Forest plots of primary outcomes of FFP and PLT transfusion, Key: FFP: Fresh Frozen Plasma, PLT: Platelets, TEG: Thromboelastography
Bleeding Events Post-Procedure
Post-procedure bleeding was reported in five studies (Supplementary Table 5). Bleeding events were rare, regardless of the transfusion strategy used. Two studies encountered no bleeding events in the intervention arm compared to 1 of 30 and 2 of 19 in the SOC arms [12, 15]. Three studies showed fewer bleeding events in the TEG/ROTEM arms compared to SOC arms [11, 13, 14]. Pooled analysis showed no significant increase in bleeding events in the intervention arm (RR = 0.61 (log RR = −0.49) 95%CI [−1.08, 0.09], p = 0.09) (I2 = 0%, p = 0.78). Patients in the study by Kumar et al. inherently had an increased risk of post-procedure bleeding as they presented with non-variceal GI bleeding; however, there was no significant increase in bleeding events in the TEG arm compared with the SOC arm despite significantly decreased transfusions in the TEG arm [13].

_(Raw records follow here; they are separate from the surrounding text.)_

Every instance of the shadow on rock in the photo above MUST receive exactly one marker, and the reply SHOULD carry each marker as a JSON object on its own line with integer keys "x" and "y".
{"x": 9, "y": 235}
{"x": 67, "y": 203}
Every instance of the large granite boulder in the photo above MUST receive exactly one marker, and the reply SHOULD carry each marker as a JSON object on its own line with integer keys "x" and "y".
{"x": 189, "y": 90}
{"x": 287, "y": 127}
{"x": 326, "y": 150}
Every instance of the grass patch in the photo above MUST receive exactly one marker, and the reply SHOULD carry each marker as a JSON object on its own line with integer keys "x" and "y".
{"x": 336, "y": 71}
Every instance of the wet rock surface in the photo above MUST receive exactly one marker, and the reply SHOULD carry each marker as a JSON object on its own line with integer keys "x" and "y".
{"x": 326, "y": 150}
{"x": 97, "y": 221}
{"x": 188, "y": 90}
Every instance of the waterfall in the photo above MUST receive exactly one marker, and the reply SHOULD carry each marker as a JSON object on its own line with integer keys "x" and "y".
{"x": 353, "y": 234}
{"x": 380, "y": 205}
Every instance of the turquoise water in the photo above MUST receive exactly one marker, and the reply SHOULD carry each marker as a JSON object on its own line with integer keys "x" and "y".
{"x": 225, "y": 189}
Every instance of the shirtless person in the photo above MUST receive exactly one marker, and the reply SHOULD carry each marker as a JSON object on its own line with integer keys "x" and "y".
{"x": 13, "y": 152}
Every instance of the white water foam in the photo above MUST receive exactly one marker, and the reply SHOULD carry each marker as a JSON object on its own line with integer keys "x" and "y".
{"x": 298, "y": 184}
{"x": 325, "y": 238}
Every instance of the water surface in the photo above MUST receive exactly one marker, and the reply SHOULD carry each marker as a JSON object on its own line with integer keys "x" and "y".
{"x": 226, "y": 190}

Transfusion-Related Adverse Events
Four studies reported transfusion-related adverse events including allergic reactions, urticaria, transfusion-related acute lung injury, transfusion-associated circulatory overload, and acute respiratory distress syndrome (Supplementary Table 3) [12,13,14,15]. On meta-analysis, the patients in the SOC group were more likely to have transfusion-related adverse events than the TEG/ROTEM arm (RR = 1.84 (log RR = −0.87) 95% CI [−1.31, −0.43], p < 0.001) (I2 = 0%, p = 0.93). Adverse events were overall rare across studies and the majority of adverse events (79.92%) came from one study [13]. The patients in that study did not have higher MELD compared to other studies included in our analysis, but majority of the patients were transfused with all three blood products; platelets, FFP, and cryoprecipitate. Among those that had adverse events in this study, serious transfusion-related reactions were significantly less in the TEG group (30.6%) compared with SOC (74.5%). Transfusion-related acute lung injury and acute respiratory distress syndrome were also significantly less frequent in the TEG group (12.2%) compared with the SOC group (48.9%).
Mortality
Mortality was explored in five RCT’s (Supplementary Table 5). Two studies evaluated 4-week mortality and two evaluated 6-week mortality. De Pietri et al. evaluated 90-day mortality, and because this has different implications compared to 4–6 week mortality, this study was not included in our mortality analysis. Of the four studies analyzed, mortality in the TEG/ROTEM group was similar to the SOC group (RR = 0.91, (log RR −0.09) 95% CI [−1.02, 0.82], p = 0.84) (I2 = 69.12%, p = 0.05).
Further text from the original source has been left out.